Blvd: Most investment capital goes to tech and AI. What are misconceptions about consumer investing?

Evans: Tech attracts capital because growth trajectories can be faster and multiples higher. Consumer is more operationally complex: manufacturing, logistics, storage, expiry, inventory risk. It’s not easy, but it can be deeply rewarding.

For family offices, especially those thinking about intergenerational engagement, consumer investments can be compelling. Younger generations often relate more to fashion, beauty, hospitality and experience-led businesses.

A common misconception is that returns aren’t there. Returns exist—but on a different timeline. 

You’re unlikely to see ten times in a year. However, failure rates can be lower if you choose well. In tech, perhaps three out of ten succeed; in consumer, seven out of ten may survive. Returns are steadier, though less explosive.

There are still billion-dollar exits—they just tend to trade at more sober multiples.

“Premium customers increasingly seek brands that reflect local heritage or identity. That creates opportunity for regional brands.”

Blvd: Why are returns lower in consumer businesses?

Evans: Because acquisition multiples are typically lower than in tech. Consumer valuations are more numbers-driven and less inflated. Revenue multiples tend to be under five in many cases, rather than the double-digit multiples sometimes seen in tech.

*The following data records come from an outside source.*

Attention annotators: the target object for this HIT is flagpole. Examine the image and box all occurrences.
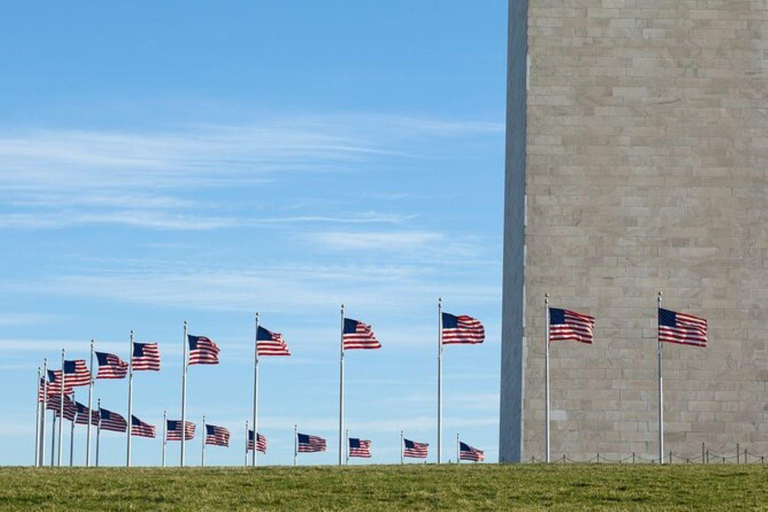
[35,366,40,467]
[85,340,95,467]
[125,330,133,467]
[339,304,344,466]
[181,320,188,467]
[456,434,461,464]
[437,298,443,464]
[201,416,205,468]
[96,398,101,467]
[39,358,48,467]
[243,420,249,468]
[51,412,56,467]
[56,349,67,467]
[255,313,261,467]
[69,391,79,467]
[544,293,551,464]
[656,292,664,464]
[161,411,168,467]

That doesn’t mean it’s a poor investment. It means valuations are more grounded. If you have visibility into potential acquirers—for example, relationships with L’Oréal, Estée Lauder or Unilever—you can position brands accordingly and make more informed bets.

Blvd: What’s one piece of advice you have for investors looking at consumer brands?

Evans: Start with industries you personally understand and consume. If you’re passionate about fashion, back emerging fashion brands. If you understand automotive, look at adjacent luxury car brands. Your consumer intuition becomes an advantage.

You also don’t need to start large. Begin with angel investments. Test the waters and build from there.

Blvd: What are some successful companies you’ve worked with? 

Evans: Maison 21G stands out—a Singapore-based personalised fragrance brand. When we began working together, they were primarily in Singapore with limited international presence. Since then, they’ve expanded across Asia, including mainland China, Korea and the Middle East.

Fragrance is a difficult category to enter, so seeing that brand scale successfully has been particularly rewarding.